Another aspect of the hearing that was highly unusual: Three of the eight witnesses were the very senators who wrote the bill behind closed doors, Sens. Lindsey Graham and Bill Cassidy and former Sen. Rick Santorum.

"I see the hysteria that's developed around this bill, and it's disturbing," Santorum told the panel of his former colleagues. "It is irrational and isn't supported by any of the facts or evidence."

But critics complain their GOP counterparts are light on facts and evidence. And the bill keeps changing, with Democrats on the committee receiving their fifth version of the legislation at 9:23 a.m. Monday morning; they were given three separate versions of the bill since 8 p.m. Sunday evening alone.

"Is this bill the one that the United States Senate is going to actually be voting on?" Oregon Sen. Ron Wyden, the top Democrat on the committee, asked Sen. Cassidy. "Because I think the American people would like to know – we are on the cusp, we are on the eve of voting on this extraordinary piece of legislation."

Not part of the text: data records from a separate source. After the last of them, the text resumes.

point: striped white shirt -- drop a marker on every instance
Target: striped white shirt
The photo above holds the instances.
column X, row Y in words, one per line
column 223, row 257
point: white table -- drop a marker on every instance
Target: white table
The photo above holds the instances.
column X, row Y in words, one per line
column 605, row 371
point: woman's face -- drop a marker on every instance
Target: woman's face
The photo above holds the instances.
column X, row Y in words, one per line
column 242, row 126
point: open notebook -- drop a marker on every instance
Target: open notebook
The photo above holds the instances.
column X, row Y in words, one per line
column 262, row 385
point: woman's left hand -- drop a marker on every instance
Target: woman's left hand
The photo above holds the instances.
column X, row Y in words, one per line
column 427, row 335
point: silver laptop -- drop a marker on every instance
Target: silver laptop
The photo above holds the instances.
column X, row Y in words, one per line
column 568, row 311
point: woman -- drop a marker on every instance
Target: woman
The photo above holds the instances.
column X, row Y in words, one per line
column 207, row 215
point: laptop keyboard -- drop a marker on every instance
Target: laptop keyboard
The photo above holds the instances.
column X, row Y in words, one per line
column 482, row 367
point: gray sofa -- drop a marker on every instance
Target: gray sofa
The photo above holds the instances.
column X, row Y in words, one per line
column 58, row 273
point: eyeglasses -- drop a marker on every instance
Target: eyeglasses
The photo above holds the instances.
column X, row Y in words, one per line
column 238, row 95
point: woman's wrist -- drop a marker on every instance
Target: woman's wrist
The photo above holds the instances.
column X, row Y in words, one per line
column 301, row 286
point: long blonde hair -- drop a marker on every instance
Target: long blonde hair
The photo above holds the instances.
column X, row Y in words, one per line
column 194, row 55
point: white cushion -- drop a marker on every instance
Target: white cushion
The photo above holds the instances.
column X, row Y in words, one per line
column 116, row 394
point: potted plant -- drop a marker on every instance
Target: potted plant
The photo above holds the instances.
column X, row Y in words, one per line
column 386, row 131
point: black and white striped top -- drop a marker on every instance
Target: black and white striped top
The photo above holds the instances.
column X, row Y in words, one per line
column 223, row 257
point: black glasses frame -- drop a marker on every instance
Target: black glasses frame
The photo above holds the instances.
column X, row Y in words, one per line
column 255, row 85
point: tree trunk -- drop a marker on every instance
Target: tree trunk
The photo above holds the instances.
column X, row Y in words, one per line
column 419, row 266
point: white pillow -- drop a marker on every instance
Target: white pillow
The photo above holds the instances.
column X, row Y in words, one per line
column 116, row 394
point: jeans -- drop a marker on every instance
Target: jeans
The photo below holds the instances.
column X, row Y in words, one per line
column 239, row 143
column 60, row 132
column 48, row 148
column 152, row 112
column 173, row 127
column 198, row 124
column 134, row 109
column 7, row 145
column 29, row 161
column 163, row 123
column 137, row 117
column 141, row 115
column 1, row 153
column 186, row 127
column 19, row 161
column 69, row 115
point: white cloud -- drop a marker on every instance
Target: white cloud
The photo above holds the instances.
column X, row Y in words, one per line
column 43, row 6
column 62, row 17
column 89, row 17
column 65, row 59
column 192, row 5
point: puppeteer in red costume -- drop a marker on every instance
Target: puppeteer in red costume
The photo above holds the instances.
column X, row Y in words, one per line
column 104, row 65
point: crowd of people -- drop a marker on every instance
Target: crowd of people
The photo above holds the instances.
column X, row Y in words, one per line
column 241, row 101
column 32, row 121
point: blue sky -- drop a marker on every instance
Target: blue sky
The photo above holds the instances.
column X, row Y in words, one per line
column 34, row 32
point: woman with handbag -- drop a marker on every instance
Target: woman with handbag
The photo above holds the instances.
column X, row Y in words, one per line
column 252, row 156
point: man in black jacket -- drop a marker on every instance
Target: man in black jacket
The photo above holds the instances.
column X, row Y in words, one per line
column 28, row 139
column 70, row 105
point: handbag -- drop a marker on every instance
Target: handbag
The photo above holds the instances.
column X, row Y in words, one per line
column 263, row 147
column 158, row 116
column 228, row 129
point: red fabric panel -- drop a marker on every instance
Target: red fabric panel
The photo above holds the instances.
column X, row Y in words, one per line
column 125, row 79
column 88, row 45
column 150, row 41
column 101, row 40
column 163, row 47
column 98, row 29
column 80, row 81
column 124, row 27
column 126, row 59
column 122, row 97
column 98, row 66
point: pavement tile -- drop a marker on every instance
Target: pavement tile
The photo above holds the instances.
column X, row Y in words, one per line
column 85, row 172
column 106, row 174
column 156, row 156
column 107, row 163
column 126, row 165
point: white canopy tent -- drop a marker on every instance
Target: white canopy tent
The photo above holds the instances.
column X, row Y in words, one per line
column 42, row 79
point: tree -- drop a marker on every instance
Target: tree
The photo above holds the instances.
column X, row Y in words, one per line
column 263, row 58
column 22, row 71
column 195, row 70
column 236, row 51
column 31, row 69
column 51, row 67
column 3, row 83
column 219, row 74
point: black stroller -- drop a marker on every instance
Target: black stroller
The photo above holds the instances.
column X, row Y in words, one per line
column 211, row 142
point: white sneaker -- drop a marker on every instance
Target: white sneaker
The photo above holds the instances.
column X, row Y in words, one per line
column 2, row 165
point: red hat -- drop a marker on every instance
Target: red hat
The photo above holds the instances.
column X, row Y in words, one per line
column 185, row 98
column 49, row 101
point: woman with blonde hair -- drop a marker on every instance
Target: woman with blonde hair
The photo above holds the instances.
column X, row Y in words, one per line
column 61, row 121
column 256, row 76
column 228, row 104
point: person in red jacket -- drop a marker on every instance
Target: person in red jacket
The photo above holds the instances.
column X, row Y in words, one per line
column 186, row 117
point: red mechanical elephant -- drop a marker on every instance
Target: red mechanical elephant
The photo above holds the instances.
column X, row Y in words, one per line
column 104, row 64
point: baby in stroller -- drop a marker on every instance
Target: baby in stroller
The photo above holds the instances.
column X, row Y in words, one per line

"Yeah," Cassidy replied. "I believe so – there might be a drafting error. I hope correction of a drafting error doesn't constitute a whole 'nother version, it's just the correction of a drafting error."

But after Republican Sen. John McCain announced his opposition to the process – and thus the bill – on Friday, Republicans have been scrambling to shore up other votes by providing more money to Alaska, Arizona and Kentucky – three states with senators on the record being either opposed to the bill or still on the fence about it.

"So much for principle – it's all about buying votes," California Democrat Diane Feinstein tells Rolling Stone.

Because of Senate budget rules, this is the last week Republicans can pass the bill without needing any Democratic votes, which is why GOP leaders are ramping up their intense lobbying efforts. That's leaving Democrats frustrated.

"This is the most radical change to our health care system – more radical even than Obamacare was – and to put this slapdash hearing together without appropriate review ... is the height of irresponsibility," Virginia Democrat Mark Warner tells Rolling Stone.

The legislation is also opposed by a large range of medical groups, including doctors, hospitals and insurance companies – none of whom were represented at the sole hearing on the bill.

"The audacity of a group of Republican senators saying they know more than everyone in the health care community is outrageous," Warner, a member of the committee, continues. "If this was a good idea, it would be a good idea three or four months from now, after it had been thoroughly reviewed. I think this is an awful idea, an awful approach that would devastate our health care system, and that's why they're trying to rush it through, because it's all about a political victory. It's not about fixing health care."